I want to ask her to post a picture every now and then when there's mess on the table and paper on the floor and laundry still in the laundry basket.

I'm sure those days happen for her too...she writes about them.  The pictures of them just don't wind up on her blog which is fine...it just struck me I needed to post a picture of my mess without apology or any promise that I'm working to get it cleaned up.

I'm obviously not since I'm blogging almost daily, keeping up with facebook, emailing, fixing meals, taking kids here and there, doctoring dog, managing, teaching, walking, working out, folding the occasional basket of clean laundry, studying, napping, refereeing, celebrating birthdays, planning, playing music, thinking...anything I can find to do EXCEPT straighten the house.

But that's ok.  It's day will come.  At least I hope so.  It really does bother me to have so much visual clutter about.  My brain, like it or not, registers every thing that is out of place or without a place and logs it in a registry of "this needs to get done."

There may be a problem (hesitate to tackle messes due to constant interruptions, feeling overwhelmed, etc.) and perhaps there really is something that God is working in the midst of these messes that cannot get cleaned up quite yet because it would prematurely interrupt what He is doing.  I find a measure of comfort in that...at least it's not because I'm (gasp) lazy.

He is working.  I know it.  In spite of dusty surfaces and moldy caulking around bathtubs and unvacuumed floors and unchecked school work, He is working.  He is taking every mess and using it for my good, conforming me into His image.

This candle symphony sitting in the midst of misplaced items on coffee table is what we are using to countdown to Easter.  It's here that all the messes of the body and mind and heart collide. 

We take turns lighting a candle, moving the cross, ever nearing the center.  The light increases with each subsequent candle that we light, and so does the peace.  With each candle lit I am reminded to pause and take note of the little (or big) hand that lights it, of the many blessings I have all around me, of the greatest blessing of all which is that these messes of body, mind and heart are not too big for God.

Jesus bore them all.

And last I checked, He didn't ask me to take any of them back.

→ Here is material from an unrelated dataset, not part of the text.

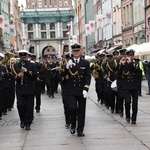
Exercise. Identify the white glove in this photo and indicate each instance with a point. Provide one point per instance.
(85, 94)
(70, 64)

So this long and messy post is also about me handing my visible and not-so-visible messes back to Him. 

Here you go (again), Jesus.  My mess and my need to understand and my dreams/goals/wants/needs...I'm handing them back to you.  Thank You for coming as my Prince of Peace, for dethroning the tyrant of perfectionism in my life, for reestablishing Your peace and Your order according to Your plan for my life.

I choose to trust You in the process, no matter what it looks like.